The legato base node includes a cb PathCancellation handler that releases the source voice if the current voice's path is cancelled. This prevents orphaned voices from lingering when the system cleans up:

cb PathCancellation:
    if check_ref(Voice, legato.get_src_vo(self))
        ivls.release_voice(legato.get_src_vo(self))
    end if

Poly Legato


IVLS also includes Stl.PolyLegato for polyphonic legato -- connecting multiple simultaneously released and pressed notes. It uses a latency window to collect note events that arrive within a configurable time frame, then runs an assignment algorithm that pairs voices by minimizing the largest semitone interval across all pairings.

Poly legato is significantly more complex than mono legato and is beyond the scope of this chapter. The key idea: it exists, it is configurable via polyleg.latency, and it uses the same legato.found() predicate and voice fields as mono legato. Your playback code does not need to know which assignment strategy produced the link.

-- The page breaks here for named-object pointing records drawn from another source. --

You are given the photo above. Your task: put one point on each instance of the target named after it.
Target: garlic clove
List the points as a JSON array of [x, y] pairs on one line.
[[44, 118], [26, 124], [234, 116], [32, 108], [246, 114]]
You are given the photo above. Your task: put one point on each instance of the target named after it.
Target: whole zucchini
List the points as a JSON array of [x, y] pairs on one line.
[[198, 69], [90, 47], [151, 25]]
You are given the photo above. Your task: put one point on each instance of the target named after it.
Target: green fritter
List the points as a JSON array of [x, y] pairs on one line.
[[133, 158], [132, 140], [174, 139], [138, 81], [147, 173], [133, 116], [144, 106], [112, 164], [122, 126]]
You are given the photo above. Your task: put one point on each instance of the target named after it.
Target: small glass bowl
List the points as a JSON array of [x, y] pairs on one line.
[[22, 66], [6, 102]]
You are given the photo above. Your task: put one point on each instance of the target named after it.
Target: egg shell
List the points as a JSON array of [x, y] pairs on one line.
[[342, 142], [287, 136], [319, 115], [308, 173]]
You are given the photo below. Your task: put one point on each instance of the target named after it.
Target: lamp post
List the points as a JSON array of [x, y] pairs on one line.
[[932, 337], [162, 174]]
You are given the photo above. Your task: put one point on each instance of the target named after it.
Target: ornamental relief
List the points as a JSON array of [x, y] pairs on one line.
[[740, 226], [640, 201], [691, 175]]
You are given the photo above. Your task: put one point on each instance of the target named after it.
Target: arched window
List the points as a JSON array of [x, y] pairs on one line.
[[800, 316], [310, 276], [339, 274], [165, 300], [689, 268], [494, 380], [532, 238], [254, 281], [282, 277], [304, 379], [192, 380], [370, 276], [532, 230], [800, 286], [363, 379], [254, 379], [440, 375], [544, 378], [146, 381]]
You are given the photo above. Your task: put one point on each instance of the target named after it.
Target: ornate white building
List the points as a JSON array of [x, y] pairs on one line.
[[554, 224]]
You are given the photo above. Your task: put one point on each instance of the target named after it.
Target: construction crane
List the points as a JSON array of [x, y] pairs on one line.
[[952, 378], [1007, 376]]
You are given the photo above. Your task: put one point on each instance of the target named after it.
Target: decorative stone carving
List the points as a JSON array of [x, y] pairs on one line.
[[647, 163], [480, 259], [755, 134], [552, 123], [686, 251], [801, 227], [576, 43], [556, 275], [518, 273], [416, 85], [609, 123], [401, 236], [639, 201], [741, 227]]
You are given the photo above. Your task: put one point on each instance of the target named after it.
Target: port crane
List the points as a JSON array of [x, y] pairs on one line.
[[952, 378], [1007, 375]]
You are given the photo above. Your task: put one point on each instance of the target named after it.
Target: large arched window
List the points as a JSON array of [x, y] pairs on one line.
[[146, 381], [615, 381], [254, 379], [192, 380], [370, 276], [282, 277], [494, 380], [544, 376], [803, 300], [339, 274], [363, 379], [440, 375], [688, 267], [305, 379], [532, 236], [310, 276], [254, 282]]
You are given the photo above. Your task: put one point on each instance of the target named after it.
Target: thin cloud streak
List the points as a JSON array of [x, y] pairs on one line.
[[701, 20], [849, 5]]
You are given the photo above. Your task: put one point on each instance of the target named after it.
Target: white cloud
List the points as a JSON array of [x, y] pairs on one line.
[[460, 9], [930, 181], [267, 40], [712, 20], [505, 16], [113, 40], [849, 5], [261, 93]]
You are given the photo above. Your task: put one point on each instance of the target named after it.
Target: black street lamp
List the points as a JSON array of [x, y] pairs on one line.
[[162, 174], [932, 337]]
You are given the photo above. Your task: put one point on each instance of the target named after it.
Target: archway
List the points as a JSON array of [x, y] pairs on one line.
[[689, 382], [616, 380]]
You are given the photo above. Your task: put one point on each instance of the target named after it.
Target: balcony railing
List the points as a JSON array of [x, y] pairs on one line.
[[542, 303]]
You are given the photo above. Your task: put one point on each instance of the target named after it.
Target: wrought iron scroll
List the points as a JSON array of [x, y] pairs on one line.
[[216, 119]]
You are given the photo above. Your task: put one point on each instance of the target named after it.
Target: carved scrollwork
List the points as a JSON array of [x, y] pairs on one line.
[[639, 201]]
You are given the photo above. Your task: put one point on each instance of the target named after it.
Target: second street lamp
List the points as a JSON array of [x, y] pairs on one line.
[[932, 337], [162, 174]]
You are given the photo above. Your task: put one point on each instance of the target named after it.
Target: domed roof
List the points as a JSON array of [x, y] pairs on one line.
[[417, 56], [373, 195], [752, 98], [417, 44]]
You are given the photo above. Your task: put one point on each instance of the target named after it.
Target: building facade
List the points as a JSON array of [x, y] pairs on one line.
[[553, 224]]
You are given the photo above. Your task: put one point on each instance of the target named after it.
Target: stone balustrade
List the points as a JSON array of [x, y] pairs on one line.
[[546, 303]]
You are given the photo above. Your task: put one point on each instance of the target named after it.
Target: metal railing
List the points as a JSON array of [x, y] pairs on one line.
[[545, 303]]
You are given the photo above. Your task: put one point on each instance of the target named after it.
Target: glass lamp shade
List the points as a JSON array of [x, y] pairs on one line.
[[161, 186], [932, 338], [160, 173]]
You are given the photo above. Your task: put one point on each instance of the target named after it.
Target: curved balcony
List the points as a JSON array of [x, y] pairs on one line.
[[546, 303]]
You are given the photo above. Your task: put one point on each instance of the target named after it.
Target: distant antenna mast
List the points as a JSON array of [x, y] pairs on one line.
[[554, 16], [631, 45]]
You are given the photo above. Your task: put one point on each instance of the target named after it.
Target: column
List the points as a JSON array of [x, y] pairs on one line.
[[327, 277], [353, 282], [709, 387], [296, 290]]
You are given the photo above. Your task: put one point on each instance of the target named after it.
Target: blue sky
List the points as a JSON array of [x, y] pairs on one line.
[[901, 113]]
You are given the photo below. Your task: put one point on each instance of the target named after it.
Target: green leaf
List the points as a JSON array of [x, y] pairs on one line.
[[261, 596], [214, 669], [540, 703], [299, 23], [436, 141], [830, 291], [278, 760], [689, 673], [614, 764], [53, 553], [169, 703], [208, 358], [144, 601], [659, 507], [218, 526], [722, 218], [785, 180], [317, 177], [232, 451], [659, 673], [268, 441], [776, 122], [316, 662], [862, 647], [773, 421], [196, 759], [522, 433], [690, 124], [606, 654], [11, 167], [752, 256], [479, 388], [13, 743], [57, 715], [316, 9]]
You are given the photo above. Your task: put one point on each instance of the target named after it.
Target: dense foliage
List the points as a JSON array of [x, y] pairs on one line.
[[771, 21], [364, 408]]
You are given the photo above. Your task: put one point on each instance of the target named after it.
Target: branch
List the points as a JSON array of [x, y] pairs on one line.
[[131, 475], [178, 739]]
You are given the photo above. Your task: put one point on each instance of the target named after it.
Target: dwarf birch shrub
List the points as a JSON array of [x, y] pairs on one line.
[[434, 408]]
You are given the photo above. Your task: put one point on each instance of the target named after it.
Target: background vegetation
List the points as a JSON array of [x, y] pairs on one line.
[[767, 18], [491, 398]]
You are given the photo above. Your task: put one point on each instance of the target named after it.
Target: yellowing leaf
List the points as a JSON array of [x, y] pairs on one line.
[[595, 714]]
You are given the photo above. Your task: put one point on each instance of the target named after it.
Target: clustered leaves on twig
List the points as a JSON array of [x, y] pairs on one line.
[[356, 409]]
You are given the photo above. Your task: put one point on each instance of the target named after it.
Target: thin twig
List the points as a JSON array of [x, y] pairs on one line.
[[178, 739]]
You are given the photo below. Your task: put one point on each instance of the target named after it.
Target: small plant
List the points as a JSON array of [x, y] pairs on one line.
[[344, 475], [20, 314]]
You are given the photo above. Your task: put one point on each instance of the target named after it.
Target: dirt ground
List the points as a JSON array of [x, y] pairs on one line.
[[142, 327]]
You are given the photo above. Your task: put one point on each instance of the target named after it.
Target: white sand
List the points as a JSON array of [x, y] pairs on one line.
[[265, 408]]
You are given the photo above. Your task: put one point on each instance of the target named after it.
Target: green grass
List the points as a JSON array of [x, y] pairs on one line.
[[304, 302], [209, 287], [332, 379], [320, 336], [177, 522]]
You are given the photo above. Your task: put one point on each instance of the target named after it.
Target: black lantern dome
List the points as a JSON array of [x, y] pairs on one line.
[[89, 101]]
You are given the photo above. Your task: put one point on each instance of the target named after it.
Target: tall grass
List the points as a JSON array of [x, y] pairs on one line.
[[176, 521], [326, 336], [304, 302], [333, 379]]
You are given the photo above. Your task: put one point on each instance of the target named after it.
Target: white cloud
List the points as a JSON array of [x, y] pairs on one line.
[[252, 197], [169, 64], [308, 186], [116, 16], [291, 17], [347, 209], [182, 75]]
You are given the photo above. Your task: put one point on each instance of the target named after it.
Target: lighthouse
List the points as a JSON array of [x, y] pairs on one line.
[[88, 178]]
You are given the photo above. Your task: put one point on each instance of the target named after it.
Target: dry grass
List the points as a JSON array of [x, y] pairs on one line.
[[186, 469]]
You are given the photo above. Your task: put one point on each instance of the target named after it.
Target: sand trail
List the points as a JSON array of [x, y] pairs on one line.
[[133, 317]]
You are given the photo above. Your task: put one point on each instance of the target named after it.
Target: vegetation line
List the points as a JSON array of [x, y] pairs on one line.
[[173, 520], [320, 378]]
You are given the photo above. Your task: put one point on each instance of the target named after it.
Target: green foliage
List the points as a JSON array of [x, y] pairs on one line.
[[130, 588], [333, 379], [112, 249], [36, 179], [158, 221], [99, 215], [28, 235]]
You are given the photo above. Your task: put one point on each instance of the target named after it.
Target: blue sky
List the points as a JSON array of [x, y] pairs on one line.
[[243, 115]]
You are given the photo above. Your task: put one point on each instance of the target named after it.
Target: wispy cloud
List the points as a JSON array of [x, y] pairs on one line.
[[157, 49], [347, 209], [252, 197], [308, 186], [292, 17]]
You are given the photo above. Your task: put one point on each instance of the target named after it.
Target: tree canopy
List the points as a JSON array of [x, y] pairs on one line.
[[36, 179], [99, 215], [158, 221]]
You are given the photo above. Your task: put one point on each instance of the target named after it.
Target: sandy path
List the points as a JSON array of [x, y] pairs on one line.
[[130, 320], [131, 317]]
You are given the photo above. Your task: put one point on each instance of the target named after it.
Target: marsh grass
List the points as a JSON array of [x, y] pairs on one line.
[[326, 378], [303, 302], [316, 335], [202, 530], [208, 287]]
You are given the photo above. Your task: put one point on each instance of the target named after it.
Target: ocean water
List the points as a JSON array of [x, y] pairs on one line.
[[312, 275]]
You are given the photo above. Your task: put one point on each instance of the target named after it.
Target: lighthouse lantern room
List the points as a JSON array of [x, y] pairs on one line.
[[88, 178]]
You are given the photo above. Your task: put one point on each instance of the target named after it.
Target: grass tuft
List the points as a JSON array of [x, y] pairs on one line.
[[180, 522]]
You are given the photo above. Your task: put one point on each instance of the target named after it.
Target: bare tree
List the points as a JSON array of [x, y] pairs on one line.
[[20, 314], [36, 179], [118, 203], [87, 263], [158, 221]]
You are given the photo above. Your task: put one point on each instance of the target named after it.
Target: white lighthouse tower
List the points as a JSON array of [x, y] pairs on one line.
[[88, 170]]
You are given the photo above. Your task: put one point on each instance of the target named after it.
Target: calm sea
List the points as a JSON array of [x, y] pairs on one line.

The assignment/playback split is the central design decision. Stl.MonoLegato handles the voice-tracking bookkeeping and deliberately hangs the source voice. Stl.LegatoSwitch is the simplest possible response — it releases the source and unlinks, giving you a hard switch. For real instruments, you replace LegatoSwitch with your own node that reads legato.found(), queries the source and destination voices, asserts ownership over the source voice's remaining lifetime (typically via a fade), and produces the musical transition.

If your node reads the legato link but doesn't take responsibility for the source voice — and you've removed LegatoSwitch — you'll get a hanging voice: alive, inaudible, consuming resources. Every legato implementation must close this ownership gap. See Ownership for the broader pattern.